In her haunting, lyrical debut memoir, acclaimed Indigenous activist and writer Helen Knott – recipient of a 2019 RBC Taylor Prize Emerging Author honour – sheds light on her addiction and mental health struggles, providing a frank and unflinching look at a young woman’s emotional journey to reclaim her heritage and self.
Raised in a loving family that nonetheless struggled with its own ghosts – an alcoholic mother, a father who dealt with his family’s troubles by working long hours and leaving his children to weather home life alone – Knott’s life as a young Indigenous woman falls into disarray in her teens, as the spectre of childhood sexual abuse rears its head in a vicious cycle of rape and substance misuse. The cycle culminates in Knott, as a young twentysomething, fleeing her parents and young son to seek oblivion in Edmonton. It is here, helped by the grace and love of friends old and new, that Knott unexpectedly manages to find her own path forward once again.
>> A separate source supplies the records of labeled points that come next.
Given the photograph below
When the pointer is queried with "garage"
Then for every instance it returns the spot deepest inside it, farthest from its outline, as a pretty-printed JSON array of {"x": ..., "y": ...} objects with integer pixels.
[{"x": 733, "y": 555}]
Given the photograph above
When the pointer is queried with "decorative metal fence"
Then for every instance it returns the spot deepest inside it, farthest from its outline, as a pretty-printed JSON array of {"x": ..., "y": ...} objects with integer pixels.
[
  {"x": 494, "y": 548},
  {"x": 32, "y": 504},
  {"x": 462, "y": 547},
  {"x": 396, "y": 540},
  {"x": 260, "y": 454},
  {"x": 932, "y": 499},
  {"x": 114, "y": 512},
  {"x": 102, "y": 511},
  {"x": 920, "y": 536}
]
Knott is a powerful stylist who uses the cyclical nature of story to her fullest advantage, gradually revealing the catalyst for her own descent in a manner at once gripping and gentle. It comes as no surprise to read about the impact of Knott’s activist work: her journey to Sweden to speak at the United Nations on Canada’s treatment of Indigenous peoples and a recounting of her time in South America building a school are testaments to the writer’s ability to let both belief and despair propel her as she moves through the world. Her journey toward reclamation and the full embrace of her identity as a Dane Zaa and Nehiyaw woman is likewise tender and complex, and the empathy Knott ultimately extends toward herself speaks to the power in her voice, and the power of her ancestors, in a way that’s genuinely thrilling.
In My Own Moccasins is an incredibly forceful and moving book, the embodiment of what it means to reconcile, both with oneself and with others.